I must admit that this used to be the time of the year that I struggled with how to teach my child who has autism about the Resurrection. As Easter approached she sensed the anticipation. She could feel that there was something different in the days as we waited with wonder and expectation for Sunday morning. She understood the joy and even picked up on the traditional greeting, “He is risen!” and its response, “The Lord is risen indeed”. The bigger issue, for me, became how to make this real throughout the year? How do I make her feel and understand the enormity of the sacrifice made for her beyond Easter morning?
There are so many options available to us as modern day parents to teach our children, in a tangible way, about the truth of the Resurrection. Resurrection eggs, empty tomb cookies and rolls, and countless books written just for them. I used all of these when I served as a director of children’s ministries. All of those and so many other activities are perfect ways to share the Good News with children. Well…with typically functioning children. For a child with autism, sometimes these lessons get through but, more often than not, they fail to make the connection for a child who is more literal.
The answer came in the simplest way. Walking into pre-school every day we walked past a wall lined with crosses. She was charmed by each and every one. Every day she would pick a new one to stand in front of and just take in every little detail. And so I began to ask her what they were. She answered “cross” but wouldn’t answer any more questions. I continued to talk to her about Jesus, hoping that it was all sinking in and that she was feeling connected to an ancient truth that I felt powerless to make truly real to her. That her Savior had loved her so much, He had given His life in order to ransom hers.

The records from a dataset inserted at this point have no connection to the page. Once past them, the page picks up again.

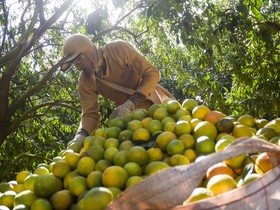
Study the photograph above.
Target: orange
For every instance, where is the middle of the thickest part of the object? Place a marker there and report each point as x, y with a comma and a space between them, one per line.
241, 130
164, 138
112, 132
175, 146
188, 140
138, 155
141, 134
275, 124
41, 170
248, 120
205, 128
121, 158
110, 153
219, 168
194, 122
133, 169
173, 105
146, 121
263, 163
169, 126
94, 179
182, 127
160, 113
267, 132
155, 154
152, 109
139, 114
114, 176
189, 104
72, 159
248, 179
111, 142
117, 122
95, 152
78, 185
95, 199
222, 143
190, 154
68, 178
131, 181
30, 181
20, 177
200, 111
187, 118
75, 146
221, 183
125, 135
214, 116
61, 200
260, 123
133, 125
85, 166
155, 166
178, 159
102, 164
126, 145
236, 162
197, 194
60, 169
167, 120
26, 197
204, 145
181, 113
115, 191
41, 204
225, 125
99, 132
7, 199
46, 184
154, 126
90, 141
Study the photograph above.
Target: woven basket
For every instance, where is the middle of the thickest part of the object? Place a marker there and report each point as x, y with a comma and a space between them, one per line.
169, 188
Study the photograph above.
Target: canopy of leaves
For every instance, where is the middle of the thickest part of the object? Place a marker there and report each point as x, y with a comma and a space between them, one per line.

Then one day, one beautiful day, we walked past the crosses. She stopped in front of one that depicted the life of Jesus. I watched as her eyes took in every little detail and I asked, “what is that?”. She answered, “cross”. I asked, “What does it mean?” and she answered “Jesus”. I told her that the cross means that Jesus loves us. And she repeated it to me. Over and over. “Jesus loves us. Jesus loves us. Jesus loves us.” I watched while it took hold in her heart.
Though I had known that God’s ways exceed all my expectations, in that moment I felt that truth become so real to me. I realized that God’s love was not something that I needed to push on my child. She already had a relationship with Him. He didn’t die on the cross only to ignore the needs of those who learn differently. My job was simply to place truth before her and to let God do the rest.